Cell cycle bias appears to be key to the regenerative response. The Heber-Katz Laboratory has shown that p21CIP/WAF1 protein is down in MRL mouse cells, DNA damage is up, and a G2M pause is seen in rapidly dividing MRL cells in culture.  This work has shown that a p21 KO non-regenerative mouse replicates the healing seen in the MRL and represents a key mechanistic piece of the regeneration puzzle in mammals. Further studies have indicated that p53, an activator of p21, is not involved but that the TGFb pathway which also can activate p53, is. These studies were done in collaboration with the P. Lieberman laboratory at the Wistar Institute.

5. Heart Regeneration

Besides ear hole closure, he Heber-Katz research group examined the possibility of regeneration in heart tissue of the MRL mouse.
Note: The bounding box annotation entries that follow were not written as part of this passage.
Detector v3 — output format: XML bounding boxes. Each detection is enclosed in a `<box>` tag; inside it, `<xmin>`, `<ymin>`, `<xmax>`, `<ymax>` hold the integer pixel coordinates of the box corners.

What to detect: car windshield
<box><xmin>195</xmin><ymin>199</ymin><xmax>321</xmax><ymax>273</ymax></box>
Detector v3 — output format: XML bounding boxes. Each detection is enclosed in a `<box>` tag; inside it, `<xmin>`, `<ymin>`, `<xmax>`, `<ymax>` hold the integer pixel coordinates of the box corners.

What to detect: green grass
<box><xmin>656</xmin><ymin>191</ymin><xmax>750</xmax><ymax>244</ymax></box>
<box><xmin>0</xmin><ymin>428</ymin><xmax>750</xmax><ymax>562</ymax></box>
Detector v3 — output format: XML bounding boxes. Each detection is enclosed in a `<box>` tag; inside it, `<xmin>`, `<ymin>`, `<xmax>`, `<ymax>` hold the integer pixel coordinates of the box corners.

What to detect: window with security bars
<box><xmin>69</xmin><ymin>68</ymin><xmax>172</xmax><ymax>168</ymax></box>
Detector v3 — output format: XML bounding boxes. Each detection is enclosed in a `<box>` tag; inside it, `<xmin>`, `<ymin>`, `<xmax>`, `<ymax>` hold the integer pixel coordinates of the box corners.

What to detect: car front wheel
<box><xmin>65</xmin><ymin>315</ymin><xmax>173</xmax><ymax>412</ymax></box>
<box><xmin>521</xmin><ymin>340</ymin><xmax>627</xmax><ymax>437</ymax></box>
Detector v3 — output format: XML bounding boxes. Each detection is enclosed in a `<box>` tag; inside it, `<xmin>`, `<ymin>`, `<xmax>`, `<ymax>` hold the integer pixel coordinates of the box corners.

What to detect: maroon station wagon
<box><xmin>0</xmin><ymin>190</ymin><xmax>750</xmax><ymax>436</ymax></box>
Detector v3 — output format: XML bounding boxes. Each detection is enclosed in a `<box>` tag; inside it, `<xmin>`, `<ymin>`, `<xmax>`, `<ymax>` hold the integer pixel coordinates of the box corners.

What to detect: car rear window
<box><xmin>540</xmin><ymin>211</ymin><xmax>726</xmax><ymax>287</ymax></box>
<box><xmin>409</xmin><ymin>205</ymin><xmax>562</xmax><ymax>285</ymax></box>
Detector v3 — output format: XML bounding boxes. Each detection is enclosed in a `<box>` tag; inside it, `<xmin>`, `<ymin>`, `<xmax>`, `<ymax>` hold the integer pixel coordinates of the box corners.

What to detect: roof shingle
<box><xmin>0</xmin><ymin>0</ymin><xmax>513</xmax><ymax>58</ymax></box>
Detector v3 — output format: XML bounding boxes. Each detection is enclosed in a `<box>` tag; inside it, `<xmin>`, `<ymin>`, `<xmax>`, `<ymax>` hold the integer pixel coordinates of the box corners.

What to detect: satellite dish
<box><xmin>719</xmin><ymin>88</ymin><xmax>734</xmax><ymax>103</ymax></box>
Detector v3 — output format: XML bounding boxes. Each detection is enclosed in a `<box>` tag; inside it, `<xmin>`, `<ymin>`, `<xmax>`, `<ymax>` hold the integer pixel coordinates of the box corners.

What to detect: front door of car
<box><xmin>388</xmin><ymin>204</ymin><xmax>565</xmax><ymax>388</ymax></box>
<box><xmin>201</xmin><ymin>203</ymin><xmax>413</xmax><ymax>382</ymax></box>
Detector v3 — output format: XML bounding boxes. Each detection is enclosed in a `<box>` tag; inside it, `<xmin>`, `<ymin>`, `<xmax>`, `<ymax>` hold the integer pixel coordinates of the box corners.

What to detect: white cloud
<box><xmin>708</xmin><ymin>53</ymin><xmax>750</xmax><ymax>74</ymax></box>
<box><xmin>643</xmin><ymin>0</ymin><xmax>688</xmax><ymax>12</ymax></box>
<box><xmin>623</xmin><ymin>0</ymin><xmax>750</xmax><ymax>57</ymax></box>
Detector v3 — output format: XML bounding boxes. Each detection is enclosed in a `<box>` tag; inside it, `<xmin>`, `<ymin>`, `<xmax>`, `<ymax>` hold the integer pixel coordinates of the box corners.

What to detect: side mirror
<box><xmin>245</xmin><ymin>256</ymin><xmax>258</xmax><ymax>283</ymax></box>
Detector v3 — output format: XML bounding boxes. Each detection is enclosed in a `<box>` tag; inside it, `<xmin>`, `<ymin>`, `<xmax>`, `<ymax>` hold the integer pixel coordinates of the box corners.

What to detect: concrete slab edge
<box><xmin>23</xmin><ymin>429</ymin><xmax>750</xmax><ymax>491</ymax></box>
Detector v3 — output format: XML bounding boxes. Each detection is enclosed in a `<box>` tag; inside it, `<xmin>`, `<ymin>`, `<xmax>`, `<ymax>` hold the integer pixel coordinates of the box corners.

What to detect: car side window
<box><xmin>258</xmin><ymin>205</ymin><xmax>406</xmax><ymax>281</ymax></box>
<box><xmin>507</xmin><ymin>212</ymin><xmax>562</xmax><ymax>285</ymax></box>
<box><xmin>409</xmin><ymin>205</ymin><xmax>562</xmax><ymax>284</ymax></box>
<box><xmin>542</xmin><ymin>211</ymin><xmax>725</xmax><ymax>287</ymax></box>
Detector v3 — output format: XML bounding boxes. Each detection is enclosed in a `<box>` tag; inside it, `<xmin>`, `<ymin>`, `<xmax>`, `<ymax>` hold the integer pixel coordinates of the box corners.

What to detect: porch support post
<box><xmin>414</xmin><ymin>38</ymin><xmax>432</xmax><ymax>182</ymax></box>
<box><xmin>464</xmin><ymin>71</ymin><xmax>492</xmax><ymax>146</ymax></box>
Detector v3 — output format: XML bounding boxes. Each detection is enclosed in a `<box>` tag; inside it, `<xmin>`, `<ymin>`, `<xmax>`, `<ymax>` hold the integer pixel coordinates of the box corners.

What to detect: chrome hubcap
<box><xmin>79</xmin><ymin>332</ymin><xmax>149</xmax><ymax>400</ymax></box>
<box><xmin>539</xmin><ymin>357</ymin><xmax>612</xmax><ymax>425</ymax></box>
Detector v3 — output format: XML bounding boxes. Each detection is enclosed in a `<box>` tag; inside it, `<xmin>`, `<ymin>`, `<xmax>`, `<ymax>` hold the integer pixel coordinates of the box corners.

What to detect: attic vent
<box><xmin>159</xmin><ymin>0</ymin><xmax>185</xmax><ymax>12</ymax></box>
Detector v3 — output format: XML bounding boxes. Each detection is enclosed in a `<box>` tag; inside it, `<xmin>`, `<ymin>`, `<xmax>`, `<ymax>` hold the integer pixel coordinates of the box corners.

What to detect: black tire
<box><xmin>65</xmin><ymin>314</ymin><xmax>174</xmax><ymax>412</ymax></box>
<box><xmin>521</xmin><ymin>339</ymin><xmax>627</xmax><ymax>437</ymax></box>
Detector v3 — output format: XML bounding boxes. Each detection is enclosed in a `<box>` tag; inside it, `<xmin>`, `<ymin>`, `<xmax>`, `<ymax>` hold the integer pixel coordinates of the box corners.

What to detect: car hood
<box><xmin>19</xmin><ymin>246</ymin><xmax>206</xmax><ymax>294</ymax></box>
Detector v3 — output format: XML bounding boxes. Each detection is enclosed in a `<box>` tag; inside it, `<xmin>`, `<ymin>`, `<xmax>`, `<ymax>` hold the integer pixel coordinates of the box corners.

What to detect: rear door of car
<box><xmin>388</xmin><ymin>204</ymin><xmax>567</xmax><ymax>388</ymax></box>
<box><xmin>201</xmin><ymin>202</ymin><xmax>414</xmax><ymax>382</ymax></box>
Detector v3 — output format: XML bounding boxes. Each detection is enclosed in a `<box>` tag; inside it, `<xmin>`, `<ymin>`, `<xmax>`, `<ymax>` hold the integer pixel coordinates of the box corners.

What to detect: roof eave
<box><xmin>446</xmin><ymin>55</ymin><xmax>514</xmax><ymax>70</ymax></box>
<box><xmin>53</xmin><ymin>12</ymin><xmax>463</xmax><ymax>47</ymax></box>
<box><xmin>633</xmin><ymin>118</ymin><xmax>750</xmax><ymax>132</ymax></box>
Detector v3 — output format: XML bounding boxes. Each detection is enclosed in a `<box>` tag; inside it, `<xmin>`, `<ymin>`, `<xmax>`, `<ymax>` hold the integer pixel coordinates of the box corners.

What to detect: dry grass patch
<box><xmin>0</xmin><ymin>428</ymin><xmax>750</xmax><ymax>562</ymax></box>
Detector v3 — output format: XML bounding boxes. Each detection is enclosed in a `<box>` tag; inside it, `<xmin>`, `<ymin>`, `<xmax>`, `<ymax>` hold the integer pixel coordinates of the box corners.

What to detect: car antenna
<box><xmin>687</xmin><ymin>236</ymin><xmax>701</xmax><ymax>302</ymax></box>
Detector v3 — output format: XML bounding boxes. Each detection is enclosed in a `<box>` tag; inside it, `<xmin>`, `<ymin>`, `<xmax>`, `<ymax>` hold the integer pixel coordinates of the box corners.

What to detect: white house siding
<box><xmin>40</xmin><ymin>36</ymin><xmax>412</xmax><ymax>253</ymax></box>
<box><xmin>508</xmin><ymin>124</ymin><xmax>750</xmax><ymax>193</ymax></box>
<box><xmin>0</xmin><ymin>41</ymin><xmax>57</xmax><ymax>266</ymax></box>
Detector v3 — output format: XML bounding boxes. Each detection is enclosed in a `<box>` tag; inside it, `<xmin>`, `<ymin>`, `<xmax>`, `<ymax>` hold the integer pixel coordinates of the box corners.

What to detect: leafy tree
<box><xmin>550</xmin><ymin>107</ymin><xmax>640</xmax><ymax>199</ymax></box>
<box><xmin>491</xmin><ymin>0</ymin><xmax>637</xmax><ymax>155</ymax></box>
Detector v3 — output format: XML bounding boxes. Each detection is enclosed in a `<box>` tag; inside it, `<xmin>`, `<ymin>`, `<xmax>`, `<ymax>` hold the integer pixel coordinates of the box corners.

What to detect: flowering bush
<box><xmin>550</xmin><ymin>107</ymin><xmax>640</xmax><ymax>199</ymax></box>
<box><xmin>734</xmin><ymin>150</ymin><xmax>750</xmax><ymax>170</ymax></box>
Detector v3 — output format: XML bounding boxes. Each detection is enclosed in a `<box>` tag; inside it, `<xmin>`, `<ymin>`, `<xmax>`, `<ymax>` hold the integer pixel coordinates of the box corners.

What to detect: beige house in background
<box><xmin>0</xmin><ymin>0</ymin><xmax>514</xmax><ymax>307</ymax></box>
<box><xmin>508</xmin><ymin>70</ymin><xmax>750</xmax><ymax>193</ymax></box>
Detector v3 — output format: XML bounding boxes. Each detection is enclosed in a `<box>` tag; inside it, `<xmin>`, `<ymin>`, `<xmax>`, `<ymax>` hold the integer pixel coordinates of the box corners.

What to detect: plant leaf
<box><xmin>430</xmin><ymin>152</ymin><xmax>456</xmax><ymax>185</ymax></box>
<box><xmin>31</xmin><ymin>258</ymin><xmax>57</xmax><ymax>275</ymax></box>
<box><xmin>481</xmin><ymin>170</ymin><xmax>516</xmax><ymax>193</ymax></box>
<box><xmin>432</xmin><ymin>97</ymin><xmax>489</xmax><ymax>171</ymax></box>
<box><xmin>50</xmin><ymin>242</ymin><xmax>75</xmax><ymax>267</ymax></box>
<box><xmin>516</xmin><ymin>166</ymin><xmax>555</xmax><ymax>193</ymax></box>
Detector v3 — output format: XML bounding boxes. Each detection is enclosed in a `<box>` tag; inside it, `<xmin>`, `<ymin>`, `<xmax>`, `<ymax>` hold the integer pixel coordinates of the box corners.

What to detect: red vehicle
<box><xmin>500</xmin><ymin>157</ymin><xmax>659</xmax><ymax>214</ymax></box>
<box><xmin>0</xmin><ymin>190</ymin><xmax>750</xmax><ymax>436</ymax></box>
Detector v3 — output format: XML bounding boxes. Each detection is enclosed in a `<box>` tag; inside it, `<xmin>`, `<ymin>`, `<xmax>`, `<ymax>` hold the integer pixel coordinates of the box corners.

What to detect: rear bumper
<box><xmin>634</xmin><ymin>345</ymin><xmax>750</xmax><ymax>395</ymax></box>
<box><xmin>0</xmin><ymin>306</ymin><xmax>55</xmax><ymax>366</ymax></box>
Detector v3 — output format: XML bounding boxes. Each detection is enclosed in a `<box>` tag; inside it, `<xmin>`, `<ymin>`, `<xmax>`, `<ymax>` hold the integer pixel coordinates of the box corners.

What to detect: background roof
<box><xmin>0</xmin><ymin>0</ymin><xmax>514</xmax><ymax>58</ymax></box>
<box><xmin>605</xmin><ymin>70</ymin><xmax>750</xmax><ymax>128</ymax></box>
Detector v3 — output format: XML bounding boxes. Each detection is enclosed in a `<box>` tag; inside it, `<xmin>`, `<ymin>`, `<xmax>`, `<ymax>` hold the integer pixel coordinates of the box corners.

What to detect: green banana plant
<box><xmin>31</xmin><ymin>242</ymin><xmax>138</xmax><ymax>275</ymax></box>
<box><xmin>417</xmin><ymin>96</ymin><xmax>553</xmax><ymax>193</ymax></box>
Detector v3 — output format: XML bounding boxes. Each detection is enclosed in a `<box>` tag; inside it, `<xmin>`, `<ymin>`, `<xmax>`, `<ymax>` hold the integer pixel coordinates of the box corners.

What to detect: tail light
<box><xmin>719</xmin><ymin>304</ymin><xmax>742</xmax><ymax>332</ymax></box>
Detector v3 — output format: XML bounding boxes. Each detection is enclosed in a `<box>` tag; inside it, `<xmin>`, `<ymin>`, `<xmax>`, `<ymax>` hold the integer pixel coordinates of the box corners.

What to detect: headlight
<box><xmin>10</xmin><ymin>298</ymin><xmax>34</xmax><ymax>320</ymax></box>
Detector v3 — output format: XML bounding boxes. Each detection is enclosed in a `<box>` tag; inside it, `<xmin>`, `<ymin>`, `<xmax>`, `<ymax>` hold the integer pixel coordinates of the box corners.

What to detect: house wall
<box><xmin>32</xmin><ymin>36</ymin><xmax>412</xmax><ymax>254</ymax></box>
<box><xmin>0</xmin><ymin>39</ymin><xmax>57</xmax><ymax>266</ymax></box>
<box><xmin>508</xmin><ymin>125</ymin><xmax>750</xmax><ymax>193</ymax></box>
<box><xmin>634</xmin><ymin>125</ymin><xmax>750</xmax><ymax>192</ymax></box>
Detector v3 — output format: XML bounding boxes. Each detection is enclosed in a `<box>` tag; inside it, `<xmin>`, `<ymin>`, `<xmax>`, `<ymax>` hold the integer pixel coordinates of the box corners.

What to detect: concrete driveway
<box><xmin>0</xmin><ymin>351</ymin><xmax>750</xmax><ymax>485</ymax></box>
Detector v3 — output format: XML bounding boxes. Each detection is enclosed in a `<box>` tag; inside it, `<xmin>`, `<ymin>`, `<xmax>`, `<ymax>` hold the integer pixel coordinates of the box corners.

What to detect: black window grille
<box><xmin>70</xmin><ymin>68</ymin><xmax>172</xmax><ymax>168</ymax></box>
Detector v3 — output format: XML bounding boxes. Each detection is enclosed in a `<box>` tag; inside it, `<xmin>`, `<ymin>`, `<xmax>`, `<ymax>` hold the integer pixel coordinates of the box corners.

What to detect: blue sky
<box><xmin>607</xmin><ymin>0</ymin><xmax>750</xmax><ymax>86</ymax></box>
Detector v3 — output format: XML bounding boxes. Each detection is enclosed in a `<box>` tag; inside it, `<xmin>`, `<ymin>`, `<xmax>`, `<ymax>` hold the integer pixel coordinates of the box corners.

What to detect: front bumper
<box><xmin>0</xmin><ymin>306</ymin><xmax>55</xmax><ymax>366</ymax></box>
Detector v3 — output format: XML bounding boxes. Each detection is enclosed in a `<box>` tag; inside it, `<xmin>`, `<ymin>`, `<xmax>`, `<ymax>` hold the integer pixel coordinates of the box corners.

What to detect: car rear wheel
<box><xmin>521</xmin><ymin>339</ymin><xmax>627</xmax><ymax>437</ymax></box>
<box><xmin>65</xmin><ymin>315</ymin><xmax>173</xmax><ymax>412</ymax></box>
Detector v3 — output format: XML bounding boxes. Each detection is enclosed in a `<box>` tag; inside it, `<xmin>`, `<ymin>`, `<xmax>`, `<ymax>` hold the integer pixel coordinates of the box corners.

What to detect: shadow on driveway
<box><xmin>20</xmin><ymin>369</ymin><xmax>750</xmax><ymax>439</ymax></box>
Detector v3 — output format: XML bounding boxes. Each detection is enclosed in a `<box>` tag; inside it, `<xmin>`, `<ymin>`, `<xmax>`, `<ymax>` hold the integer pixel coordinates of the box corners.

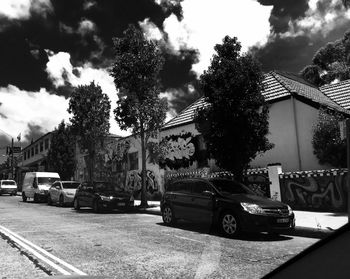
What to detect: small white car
<box><xmin>47</xmin><ymin>181</ymin><xmax>80</xmax><ymax>206</ymax></box>
<box><xmin>0</xmin><ymin>180</ymin><xmax>17</xmax><ymax>196</ymax></box>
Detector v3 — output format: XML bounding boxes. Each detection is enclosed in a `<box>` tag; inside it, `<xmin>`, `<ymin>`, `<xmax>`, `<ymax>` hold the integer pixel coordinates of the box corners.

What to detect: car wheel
<box><xmin>58</xmin><ymin>195</ymin><xmax>64</xmax><ymax>207</ymax></box>
<box><xmin>47</xmin><ymin>194</ymin><xmax>52</xmax><ymax>205</ymax></box>
<box><xmin>73</xmin><ymin>198</ymin><xmax>80</xmax><ymax>210</ymax></box>
<box><xmin>162</xmin><ymin>205</ymin><xmax>176</xmax><ymax>225</ymax></box>
<box><xmin>92</xmin><ymin>200</ymin><xmax>101</xmax><ymax>213</ymax></box>
<box><xmin>220</xmin><ymin>211</ymin><xmax>240</xmax><ymax>237</ymax></box>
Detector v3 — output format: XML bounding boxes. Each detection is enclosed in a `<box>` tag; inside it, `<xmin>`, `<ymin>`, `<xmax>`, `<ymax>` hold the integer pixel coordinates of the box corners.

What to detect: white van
<box><xmin>0</xmin><ymin>179</ymin><xmax>17</xmax><ymax>196</ymax></box>
<box><xmin>22</xmin><ymin>172</ymin><xmax>60</xmax><ymax>202</ymax></box>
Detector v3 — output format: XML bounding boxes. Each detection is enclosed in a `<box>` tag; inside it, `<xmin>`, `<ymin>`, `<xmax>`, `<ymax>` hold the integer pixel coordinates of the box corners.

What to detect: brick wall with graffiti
<box><xmin>280</xmin><ymin>169</ymin><xmax>347</xmax><ymax>212</ymax></box>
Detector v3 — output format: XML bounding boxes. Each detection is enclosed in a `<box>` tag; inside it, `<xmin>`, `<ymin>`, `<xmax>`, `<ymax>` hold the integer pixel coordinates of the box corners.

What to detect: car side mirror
<box><xmin>202</xmin><ymin>191</ymin><xmax>215</xmax><ymax>197</ymax></box>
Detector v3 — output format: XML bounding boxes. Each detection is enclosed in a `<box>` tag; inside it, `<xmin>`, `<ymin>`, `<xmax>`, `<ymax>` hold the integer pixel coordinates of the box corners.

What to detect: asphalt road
<box><xmin>0</xmin><ymin>196</ymin><xmax>318</xmax><ymax>279</ymax></box>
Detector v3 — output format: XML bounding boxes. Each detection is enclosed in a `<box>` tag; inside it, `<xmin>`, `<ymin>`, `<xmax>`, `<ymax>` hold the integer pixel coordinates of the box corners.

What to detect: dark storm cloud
<box><xmin>251</xmin><ymin>16</ymin><xmax>350</xmax><ymax>73</ymax></box>
<box><xmin>251</xmin><ymin>0</ymin><xmax>350</xmax><ymax>73</ymax></box>
<box><xmin>0</xmin><ymin>0</ymin><xmax>197</xmax><ymax>105</ymax></box>
<box><xmin>258</xmin><ymin>0</ymin><xmax>309</xmax><ymax>33</ymax></box>
<box><xmin>22</xmin><ymin>124</ymin><xmax>46</xmax><ymax>144</ymax></box>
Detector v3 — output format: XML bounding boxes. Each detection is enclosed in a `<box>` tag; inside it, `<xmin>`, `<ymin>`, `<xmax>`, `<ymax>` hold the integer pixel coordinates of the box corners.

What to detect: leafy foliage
<box><xmin>111</xmin><ymin>25</ymin><xmax>167</xmax><ymax>206</ymax></box>
<box><xmin>68</xmin><ymin>82</ymin><xmax>111</xmax><ymax>180</ymax></box>
<box><xmin>47</xmin><ymin>121</ymin><xmax>76</xmax><ymax>180</ymax></box>
<box><xmin>301</xmin><ymin>30</ymin><xmax>350</xmax><ymax>86</ymax></box>
<box><xmin>195</xmin><ymin>36</ymin><xmax>272</xmax><ymax>182</ymax></box>
<box><xmin>312</xmin><ymin>110</ymin><xmax>347</xmax><ymax>168</ymax></box>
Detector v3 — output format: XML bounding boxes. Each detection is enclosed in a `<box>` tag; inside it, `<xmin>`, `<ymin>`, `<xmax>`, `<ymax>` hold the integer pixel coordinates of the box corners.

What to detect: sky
<box><xmin>0</xmin><ymin>0</ymin><xmax>350</xmax><ymax>161</ymax></box>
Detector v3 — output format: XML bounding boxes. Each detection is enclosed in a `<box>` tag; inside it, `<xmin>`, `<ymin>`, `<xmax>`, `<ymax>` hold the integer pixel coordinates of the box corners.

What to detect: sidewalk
<box><xmin>135</xmin><ymin>200</ymin><xmax>348</xmax><ymax>238</ymax></box>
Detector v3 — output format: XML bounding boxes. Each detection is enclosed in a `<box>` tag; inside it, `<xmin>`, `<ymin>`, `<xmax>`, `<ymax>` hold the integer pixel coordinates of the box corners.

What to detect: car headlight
<box><xmin>241</xmin><ymin>202</ymin><xmax>264</xmax><ymax>214</ymax></box>
<box><xmin>101</xmin><ymin>196</ymin><xmax>113</xmax><ymax>201</ymax></box>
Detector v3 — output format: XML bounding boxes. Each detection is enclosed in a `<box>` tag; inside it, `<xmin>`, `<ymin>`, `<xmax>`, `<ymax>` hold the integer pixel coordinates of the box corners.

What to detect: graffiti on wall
<box><xmin>124</xmin><ymin>170</ymin><xmax>160</xmax><ymax>198</ymax></box>
<box><xmin>245</xmin><ymin>173</ymin><xmax>270</xmax><ymax>197</ymax></box>
<box><xmin>159</xmin><ymin>132</ymin><xmax>198</xmax><ymax>170</ymax></box>
<box><xmin>280</xmin><ymin>175</ymin><xmax>347</xmax><ymax>212</ymax></box>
A cryoinjury made to to the right ventricle of the MRL heart led  to nearly complete replacement of injured tissue with new dividing cardiomyocytes and functional recovery as determined by echocardiography, and the appearance of stem cell markers,  This work is continuing by examination of various mutant mice.  

6. Spinal Cord Regeneration

Studies were also carried out to determine if the MRL could regenerate CNS tissue including the spinal cord and optic nerve.  . The Heber-Katz laboratory found that the MRL mouse showed unusual healing and axonal growth through injury sites.  They also identified scar tissue as a key blocking element in axonal re-growth. Thus, spinal cord transection where fibroblastic infiltrates were kept to a minimum resulted in recovery of function or coordinated walking within 3 weeks. They identified one molecule, apolipoprotein E, along with its receptors, which appear to be upregulated during a regenerative response.